Different Paradigms, Same Logic
SQL describes data retrieval declaratively using set operations. MongoDB queries use JSON-like filter documents with operator prefixes. The underlying logic — filter, project, sort, limit — is identical. The syntax is not.
Operator Mapping
| SQL | MongoDB |
|-----|---------|
| = value | { field: value } or { field: { $eq: value } } |
| != value | { field: { $ne: value } } |
| IN (a, b) | { field: { $in: [a, b] } } |
| NOT IN (a, b) | { field: { $nin: [a, b] } } |
| LIKE '%text%' | { field: { $regex: /text/i } } |
| > value | { field: { $gt: value } } |
| AND | { $and: [...] } or just combine keys in one object |
| OR | { $or: [...] } |
| IS NULL | { field: null } |
Common Pitfalls
JOINs: MongoDB does not have JOINs at the filter level — use $lookup in an aggregation pipeline.
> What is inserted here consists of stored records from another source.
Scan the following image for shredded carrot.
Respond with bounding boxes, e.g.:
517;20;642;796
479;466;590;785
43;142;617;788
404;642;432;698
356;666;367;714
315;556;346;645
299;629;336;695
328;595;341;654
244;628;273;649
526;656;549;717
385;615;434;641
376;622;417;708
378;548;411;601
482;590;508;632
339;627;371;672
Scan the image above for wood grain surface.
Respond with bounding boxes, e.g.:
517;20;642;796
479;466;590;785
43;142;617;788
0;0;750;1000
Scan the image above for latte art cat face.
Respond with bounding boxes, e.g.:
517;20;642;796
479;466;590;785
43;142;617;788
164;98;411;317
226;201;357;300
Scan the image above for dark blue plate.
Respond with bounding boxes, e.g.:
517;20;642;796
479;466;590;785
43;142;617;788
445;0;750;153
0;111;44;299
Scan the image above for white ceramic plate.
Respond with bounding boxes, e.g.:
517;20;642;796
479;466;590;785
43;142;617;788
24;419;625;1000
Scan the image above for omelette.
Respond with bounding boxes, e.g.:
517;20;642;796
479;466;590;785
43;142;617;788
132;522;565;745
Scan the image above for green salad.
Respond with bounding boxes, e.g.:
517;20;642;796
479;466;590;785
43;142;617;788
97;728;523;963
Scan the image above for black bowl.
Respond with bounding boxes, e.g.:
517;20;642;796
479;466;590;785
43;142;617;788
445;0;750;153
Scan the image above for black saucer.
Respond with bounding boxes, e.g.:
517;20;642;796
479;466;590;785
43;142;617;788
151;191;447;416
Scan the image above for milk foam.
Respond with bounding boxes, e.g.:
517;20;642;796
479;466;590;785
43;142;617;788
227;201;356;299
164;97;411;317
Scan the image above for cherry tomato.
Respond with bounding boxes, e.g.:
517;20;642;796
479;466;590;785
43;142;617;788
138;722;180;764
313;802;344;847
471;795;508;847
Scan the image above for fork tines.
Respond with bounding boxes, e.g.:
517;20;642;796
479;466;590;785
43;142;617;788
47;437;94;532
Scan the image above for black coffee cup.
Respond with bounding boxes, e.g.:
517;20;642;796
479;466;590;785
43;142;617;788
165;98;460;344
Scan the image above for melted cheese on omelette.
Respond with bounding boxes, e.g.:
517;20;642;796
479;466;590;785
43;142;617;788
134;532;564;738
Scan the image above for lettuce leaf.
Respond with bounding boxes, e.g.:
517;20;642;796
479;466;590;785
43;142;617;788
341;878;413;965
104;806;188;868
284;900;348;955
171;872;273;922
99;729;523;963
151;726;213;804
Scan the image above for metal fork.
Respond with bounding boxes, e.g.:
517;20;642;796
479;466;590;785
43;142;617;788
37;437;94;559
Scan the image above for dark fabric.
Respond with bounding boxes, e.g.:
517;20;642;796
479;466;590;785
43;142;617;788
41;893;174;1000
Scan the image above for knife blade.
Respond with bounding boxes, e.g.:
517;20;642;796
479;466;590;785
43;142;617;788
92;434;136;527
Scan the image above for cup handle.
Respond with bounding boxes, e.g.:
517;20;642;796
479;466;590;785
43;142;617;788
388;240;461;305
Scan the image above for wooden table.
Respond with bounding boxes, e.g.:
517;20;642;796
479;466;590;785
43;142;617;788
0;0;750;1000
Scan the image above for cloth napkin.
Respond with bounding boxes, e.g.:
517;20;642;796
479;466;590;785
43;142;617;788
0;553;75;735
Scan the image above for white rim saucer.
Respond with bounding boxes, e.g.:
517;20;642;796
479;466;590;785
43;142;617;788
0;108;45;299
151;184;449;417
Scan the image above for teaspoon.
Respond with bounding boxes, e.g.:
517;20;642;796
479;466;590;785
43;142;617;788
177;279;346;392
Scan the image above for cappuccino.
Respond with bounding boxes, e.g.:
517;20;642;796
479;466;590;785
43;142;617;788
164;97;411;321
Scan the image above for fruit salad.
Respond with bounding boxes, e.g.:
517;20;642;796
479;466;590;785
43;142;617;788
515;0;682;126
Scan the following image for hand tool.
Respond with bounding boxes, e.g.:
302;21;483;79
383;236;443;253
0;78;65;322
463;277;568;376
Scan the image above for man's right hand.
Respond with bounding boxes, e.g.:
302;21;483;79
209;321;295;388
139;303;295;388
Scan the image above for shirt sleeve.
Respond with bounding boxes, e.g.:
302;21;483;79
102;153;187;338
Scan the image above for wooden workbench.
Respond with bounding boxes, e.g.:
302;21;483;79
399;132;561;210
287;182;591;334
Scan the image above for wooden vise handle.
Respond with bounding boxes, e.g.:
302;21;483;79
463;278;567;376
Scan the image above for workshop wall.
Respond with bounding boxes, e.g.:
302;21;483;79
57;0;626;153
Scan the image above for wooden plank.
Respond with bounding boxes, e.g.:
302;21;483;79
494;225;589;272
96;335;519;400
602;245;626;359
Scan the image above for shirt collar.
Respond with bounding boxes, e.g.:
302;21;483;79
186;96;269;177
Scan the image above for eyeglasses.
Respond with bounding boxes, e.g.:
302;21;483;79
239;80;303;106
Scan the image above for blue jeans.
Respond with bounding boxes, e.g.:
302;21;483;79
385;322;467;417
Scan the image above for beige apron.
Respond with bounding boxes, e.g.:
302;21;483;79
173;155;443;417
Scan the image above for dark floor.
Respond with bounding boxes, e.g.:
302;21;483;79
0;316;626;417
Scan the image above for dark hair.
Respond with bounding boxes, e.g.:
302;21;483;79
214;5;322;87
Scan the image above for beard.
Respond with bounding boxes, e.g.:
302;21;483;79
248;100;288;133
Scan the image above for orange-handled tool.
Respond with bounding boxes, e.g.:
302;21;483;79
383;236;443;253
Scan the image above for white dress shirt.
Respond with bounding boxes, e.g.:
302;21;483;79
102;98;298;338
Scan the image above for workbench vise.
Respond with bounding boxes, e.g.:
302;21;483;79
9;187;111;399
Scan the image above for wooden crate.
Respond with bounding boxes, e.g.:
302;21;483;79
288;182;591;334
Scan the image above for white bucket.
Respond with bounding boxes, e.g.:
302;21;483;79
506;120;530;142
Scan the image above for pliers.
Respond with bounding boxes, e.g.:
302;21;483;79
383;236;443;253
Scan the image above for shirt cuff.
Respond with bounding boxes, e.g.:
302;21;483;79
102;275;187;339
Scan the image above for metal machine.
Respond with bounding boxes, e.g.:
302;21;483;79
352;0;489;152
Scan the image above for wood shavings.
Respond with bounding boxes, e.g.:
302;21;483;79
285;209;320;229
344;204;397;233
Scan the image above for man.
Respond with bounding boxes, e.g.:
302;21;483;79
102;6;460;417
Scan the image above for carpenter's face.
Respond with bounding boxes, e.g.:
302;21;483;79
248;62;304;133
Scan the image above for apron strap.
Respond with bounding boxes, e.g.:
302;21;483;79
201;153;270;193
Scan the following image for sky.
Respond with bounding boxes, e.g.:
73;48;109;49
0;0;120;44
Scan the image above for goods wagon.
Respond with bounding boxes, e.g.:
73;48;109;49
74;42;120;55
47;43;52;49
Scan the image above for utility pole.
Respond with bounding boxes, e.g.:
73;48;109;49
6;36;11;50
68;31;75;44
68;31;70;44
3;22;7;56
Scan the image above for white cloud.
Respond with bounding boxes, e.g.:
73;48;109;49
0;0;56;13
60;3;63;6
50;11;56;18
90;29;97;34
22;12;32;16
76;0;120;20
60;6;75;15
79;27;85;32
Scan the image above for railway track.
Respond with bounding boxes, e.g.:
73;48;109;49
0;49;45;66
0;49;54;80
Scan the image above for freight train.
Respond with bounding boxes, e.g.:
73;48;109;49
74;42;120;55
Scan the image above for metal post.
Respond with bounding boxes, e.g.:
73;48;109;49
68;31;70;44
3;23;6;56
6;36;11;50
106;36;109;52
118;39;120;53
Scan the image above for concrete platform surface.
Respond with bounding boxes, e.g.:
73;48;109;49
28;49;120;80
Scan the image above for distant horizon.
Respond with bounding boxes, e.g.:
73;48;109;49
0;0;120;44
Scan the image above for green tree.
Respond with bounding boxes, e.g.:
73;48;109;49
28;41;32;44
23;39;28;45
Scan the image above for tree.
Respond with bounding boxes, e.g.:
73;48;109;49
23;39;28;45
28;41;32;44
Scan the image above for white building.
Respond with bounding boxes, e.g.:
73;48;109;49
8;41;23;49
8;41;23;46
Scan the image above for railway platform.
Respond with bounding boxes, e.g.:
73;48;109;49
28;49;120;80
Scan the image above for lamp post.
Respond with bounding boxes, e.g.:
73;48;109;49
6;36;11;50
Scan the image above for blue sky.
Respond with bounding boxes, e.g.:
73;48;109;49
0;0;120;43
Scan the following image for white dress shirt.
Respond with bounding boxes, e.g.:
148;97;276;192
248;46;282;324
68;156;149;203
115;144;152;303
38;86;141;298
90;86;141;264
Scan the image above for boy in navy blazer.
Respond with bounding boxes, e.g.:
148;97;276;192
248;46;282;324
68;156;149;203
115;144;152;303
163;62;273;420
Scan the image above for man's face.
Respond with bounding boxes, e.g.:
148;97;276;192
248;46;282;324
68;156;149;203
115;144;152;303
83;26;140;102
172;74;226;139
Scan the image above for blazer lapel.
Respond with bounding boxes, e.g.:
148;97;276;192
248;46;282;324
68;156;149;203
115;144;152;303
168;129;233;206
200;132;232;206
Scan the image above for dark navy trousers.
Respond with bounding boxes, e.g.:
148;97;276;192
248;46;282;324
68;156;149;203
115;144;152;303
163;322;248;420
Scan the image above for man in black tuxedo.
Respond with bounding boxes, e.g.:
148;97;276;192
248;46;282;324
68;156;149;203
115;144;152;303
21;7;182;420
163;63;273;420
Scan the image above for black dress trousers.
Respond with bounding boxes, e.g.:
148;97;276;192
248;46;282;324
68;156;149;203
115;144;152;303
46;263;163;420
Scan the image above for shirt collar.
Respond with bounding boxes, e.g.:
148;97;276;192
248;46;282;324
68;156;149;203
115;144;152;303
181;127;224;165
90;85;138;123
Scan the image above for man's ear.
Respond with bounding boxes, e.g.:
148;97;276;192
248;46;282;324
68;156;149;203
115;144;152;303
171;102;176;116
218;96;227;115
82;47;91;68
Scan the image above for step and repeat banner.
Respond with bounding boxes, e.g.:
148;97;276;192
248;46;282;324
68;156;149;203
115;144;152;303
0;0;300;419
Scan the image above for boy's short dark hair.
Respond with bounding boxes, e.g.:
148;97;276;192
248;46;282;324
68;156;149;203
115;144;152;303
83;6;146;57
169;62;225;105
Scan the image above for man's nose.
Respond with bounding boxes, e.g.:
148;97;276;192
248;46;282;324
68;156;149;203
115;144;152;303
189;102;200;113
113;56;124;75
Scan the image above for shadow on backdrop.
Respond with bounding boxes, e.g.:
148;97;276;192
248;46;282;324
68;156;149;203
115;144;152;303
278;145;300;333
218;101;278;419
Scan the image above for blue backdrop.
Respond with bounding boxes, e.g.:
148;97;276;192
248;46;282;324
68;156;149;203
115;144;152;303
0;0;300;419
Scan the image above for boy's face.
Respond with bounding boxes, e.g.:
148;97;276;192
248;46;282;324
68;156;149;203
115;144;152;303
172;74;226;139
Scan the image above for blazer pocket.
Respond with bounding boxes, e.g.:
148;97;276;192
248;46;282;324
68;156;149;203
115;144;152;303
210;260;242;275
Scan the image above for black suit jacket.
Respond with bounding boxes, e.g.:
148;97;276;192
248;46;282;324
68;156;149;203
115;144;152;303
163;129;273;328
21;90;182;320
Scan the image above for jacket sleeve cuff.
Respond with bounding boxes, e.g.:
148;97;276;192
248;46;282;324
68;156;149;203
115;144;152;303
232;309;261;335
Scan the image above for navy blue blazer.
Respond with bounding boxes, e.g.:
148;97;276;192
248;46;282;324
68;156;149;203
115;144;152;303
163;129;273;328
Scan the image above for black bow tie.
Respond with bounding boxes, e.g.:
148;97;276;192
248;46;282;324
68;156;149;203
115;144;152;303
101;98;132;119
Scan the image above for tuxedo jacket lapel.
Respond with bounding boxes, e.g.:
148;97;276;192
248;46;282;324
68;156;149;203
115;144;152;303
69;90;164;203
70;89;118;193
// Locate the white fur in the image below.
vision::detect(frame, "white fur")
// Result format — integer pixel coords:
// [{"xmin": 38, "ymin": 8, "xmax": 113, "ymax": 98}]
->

Transactions: multi-document transactions are supported but have different semantics than SQL. Type strictness: MongoDB stores typed BSON values; comparing a string field to an integer returns no results even if the numbers match visually.
Migration Strategy
When migrating from a relational database, convert simple SELECT + WHERE queries first. Aggregations, subqueries, and window functions require more significant restructuring into MongoDB aggregation pipelines.